Doğu Anadolu'da mani yerine bayatı sözü de kullanılmaktadır.
Divan edebiyatındaki tuyug ve rubaî’ye benzer.
MANİ
Yüzümde çifte benler Hayran oldu görenler Bilmem nasıl vazgeçe Sana gönül verenler
A benim bahtiyarım Gönülde tahtı yârim Yüzünde göz izi var Sana kim baktı yârim
TÜRKÜ
Kendine özgü bir ezgiyle söylenir.
8’li ve 11’li hece kalıbıyla söylenir.
Bent ve kavuştak olmak üzere iki bölümden oluşur: Türkünün asıl sözlerinin bulunduğu bölüm bent; her bendin sonunda tekrarlanan nakarat bölümlerine de kavuştak denir.
Bentler ve kavuştaklar kendi aralarında kafiyelidir.
Özel durumlarda ya da ezginin, sözlerin çeşitlemesine göre ninni, ağıt, deyiş, hava adları da kullanılmaktadır.
Çağdan çağa ve yöreden yöreye içerik ve şekil olarak değişiklikler gösterebilir.

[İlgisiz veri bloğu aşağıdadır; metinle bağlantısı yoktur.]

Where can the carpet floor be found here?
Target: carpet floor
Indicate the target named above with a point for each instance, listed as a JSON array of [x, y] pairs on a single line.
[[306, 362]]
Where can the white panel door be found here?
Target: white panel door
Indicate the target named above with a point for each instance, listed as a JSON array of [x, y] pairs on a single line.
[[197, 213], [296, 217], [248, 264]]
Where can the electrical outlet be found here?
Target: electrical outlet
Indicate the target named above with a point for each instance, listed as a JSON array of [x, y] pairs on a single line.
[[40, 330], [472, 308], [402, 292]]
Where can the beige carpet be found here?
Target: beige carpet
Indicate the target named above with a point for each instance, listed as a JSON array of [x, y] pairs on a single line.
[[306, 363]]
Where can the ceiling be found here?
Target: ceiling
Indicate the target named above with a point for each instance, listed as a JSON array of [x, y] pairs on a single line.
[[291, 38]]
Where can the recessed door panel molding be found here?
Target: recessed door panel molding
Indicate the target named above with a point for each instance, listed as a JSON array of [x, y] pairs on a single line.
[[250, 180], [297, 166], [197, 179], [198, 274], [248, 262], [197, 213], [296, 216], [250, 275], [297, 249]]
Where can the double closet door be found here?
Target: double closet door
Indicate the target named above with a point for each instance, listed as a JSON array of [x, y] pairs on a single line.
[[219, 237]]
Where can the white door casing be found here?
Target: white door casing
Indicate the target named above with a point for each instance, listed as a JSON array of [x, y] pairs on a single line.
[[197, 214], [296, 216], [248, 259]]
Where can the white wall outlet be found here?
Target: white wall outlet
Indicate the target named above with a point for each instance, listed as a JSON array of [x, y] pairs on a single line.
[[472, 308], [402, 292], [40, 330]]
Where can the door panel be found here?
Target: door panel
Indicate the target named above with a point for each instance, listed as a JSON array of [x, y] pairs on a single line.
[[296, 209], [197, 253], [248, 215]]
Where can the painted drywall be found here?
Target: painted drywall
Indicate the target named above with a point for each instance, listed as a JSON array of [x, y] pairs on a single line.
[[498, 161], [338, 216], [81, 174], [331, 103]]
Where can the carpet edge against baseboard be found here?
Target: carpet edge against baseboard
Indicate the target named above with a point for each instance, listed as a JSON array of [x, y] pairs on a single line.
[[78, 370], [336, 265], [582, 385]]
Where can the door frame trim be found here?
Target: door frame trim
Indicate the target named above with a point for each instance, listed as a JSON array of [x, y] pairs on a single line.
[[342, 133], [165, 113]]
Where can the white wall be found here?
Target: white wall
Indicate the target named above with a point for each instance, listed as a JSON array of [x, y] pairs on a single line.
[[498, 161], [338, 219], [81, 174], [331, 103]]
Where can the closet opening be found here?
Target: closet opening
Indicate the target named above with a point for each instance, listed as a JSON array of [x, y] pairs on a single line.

Aşk, doğa, güzellik, gurbet, hasret, kahramanlık vb. sosyal konular işlenir.
Türküler aynı zamanda aşık edebiyatı nazım şeklidir. Yani söyleyeni belli türküler de bir nazım biçimidir.
Türküler ezgilerine göre divan, usulsüz, bozlak, koşma, hoyrat, kayabaşı, Çukurova gibi çeşitlere ayrılır.
ACEM KIZI Kırşehir-Çekiç Ali-Osman Özdenkçi
Çırpınıp da şan ovaya çıkınca Eğlen şan ovada gal acem gızı. Uğrun gaş altından bakınca Can telef ediyor gül acem gızı. Seni seven oğlan neylesin malı, Yumdukça gözünden döker mercanı. Burun fındık ağzı gahve fincanı, Şeker mi, şerbet mi bal acem gızı.